J’ai pris vos meilleurs fils, pour mes droits, sans remords,
Je les ai fait combattre et voilà qu’ils sont morts !
C’était les plus vaillants de la vaillante Espagne.
Ils sont morts ! ils sont tous tombés dans la montagne,
Tous sur le dos couché, en braves, devant Dieu,
Et, si leurs yeux s’ouvraient, ils verraient le ciel bleu !
Voilà ce que je fais de tout ce qui m’épouse !
Est-ce une destinée à te rendre jalouse ?
Doña Sol, prends le duc, prends l’enfer, prends le roi !
C’est bien. Tout ce qui n’est pas moi vaut mieux que moi !
Je n’ai plus un ami qui de moi se souvienne,
Tout me quitte ; il est temps qu’à la fin ton tour vienne,
Car je dois être seul. Fuis ma contagion.
Ne te fais pas d’aimer une religion !
Oh ! par pitié pour toi, fuis !… Tu me crois peut-être,
Un homme comme sont tous les autres, un être
Intelligent, qui court droit au but qu’il rêva.
Détrompe-toi. Je suis une force qui va !
Agent aveugle et sourd de mystères funèbres !
Une âme de malheur faite avec des ténèbres !

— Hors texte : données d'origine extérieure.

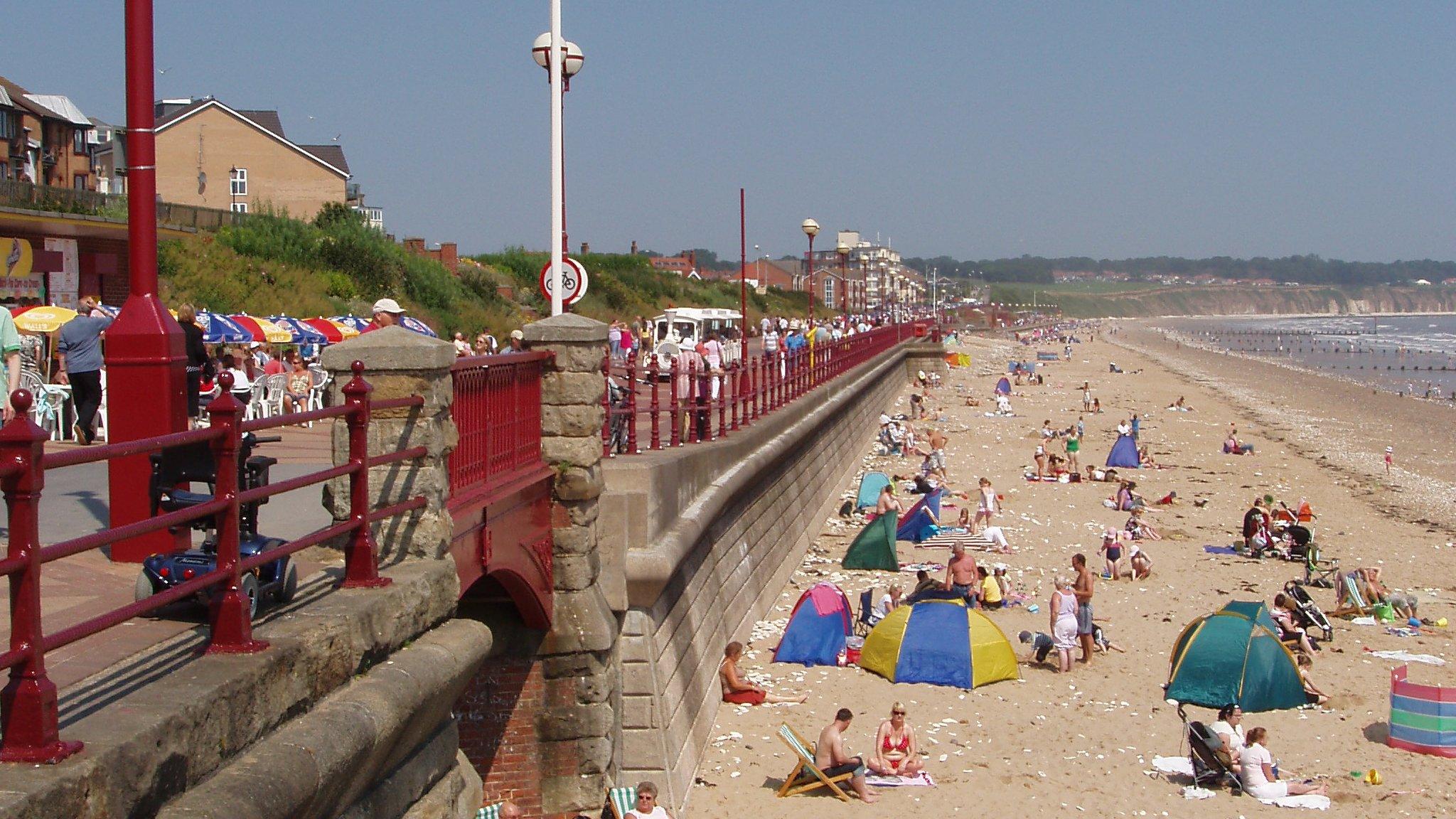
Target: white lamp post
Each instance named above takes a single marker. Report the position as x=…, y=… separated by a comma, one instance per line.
x=560, y=70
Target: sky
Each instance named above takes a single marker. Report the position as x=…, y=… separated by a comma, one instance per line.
x=956, y=129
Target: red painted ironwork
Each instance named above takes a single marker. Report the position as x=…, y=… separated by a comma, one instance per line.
x=28, y=703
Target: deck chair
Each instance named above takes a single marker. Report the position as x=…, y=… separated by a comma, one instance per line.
x=621, y=801
x=805, y=774
x=1320, y=572
x=1207, y=767
x=1350, y=602
x=867, y=608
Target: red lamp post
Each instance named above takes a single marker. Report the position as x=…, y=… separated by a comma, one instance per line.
x=144, y=355
x=811, y=229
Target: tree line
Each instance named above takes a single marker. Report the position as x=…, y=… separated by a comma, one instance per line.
x=1303, y=270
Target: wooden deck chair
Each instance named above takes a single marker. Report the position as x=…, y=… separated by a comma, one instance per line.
x=621, y=801
x=1351, y=602
x=805, y=774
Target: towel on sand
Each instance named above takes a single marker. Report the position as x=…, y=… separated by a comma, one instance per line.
x=1307, y=801
x=919, y=780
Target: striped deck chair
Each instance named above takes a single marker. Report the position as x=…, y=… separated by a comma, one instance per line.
x=621, y=801
x=1351, y=602
x=805, y=774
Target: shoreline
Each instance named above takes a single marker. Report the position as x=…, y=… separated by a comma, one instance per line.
x=1085, y=742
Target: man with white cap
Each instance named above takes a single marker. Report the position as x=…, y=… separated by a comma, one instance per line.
x=386, y=314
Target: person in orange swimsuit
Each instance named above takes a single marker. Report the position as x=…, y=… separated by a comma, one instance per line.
x=896, y=749
x=737, y=690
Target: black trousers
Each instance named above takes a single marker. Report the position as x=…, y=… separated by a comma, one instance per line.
x=86, y=394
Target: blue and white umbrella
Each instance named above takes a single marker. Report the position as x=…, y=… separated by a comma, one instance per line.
x=301, y=333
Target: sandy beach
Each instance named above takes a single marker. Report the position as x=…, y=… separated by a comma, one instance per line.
x=1085, y=742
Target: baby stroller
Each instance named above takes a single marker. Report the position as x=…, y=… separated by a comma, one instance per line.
x=1308, y=614
x=621, y=413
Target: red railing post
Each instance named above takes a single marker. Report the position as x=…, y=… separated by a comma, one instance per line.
x=606, y=405
x=675, y=402
x=230, y=612
x=632, y=405
x=693, y=394
x=360, y=559
x=655, y=375
x=28, y=705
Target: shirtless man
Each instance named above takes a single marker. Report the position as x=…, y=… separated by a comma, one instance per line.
x=961, y=576
x=832, y=759
x=1083, y=591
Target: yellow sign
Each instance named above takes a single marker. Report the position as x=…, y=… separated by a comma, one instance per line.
x=18, y=267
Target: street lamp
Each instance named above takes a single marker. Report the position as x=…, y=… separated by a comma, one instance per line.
x=843, y=280
x=811, y=230
x=561, y=72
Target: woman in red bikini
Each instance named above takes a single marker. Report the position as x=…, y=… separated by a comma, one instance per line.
x=742, y=692
x=896, y=751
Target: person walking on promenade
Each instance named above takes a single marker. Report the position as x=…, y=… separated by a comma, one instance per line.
x=80, y=366
x=1083, y=592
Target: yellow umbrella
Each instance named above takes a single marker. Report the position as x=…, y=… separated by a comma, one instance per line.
x=44, y=318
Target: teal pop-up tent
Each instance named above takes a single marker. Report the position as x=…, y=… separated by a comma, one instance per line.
x=1235, y=656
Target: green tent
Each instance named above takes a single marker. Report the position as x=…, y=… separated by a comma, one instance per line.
x=1235, y=656
x=875, y=545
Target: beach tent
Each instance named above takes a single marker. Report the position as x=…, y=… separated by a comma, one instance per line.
x=817, y=628
x=939, y=641
x=874, y=547
x=1123, y=454
x=869, y=487
x=1235, y=656
x=916, y=525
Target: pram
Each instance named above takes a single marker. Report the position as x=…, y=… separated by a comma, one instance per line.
x=1308, y=614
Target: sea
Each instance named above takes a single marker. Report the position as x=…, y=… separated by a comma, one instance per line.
x=1407, y=355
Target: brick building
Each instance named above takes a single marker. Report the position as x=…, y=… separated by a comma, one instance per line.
x=210, y=155
x=44, y=139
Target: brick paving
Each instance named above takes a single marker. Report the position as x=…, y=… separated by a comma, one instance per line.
x=89, y=585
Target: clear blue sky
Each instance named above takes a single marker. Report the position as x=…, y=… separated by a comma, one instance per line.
x=963, y=129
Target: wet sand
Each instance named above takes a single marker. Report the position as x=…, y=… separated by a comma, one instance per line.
x=1085, y=742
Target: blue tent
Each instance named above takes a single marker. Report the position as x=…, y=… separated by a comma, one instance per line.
x=1123, y=454
x=817, y=628
x=919, y=522
x=869, y=487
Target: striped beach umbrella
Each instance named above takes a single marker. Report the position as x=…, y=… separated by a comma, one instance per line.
x=222, y=330
x=262, y=330
x=331, y=330
x=301, y=331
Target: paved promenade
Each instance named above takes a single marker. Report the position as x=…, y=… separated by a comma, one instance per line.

Où vais-je ? Je ne sais. Mais je me sens poussé
D’un souffle impétueux, d’un destin insensé.
Je descends, je descends et jamais ne m’arrête.
Si, parfois, haletant, j’ose tourner la tête,
Une voix me dit : “Marche !” et l’abîme est profond,
Et de flamme ou de sang je le vois rouge au fond !
Cependant, à l’entour de ma course farouche,
Tous se brise, tout meurt. Malheur à qui me touche !
Oh ! Fuis ! Détourne-toi de mon chemin fatal !
Hélas, sans le vouloir, je te ferai du mal !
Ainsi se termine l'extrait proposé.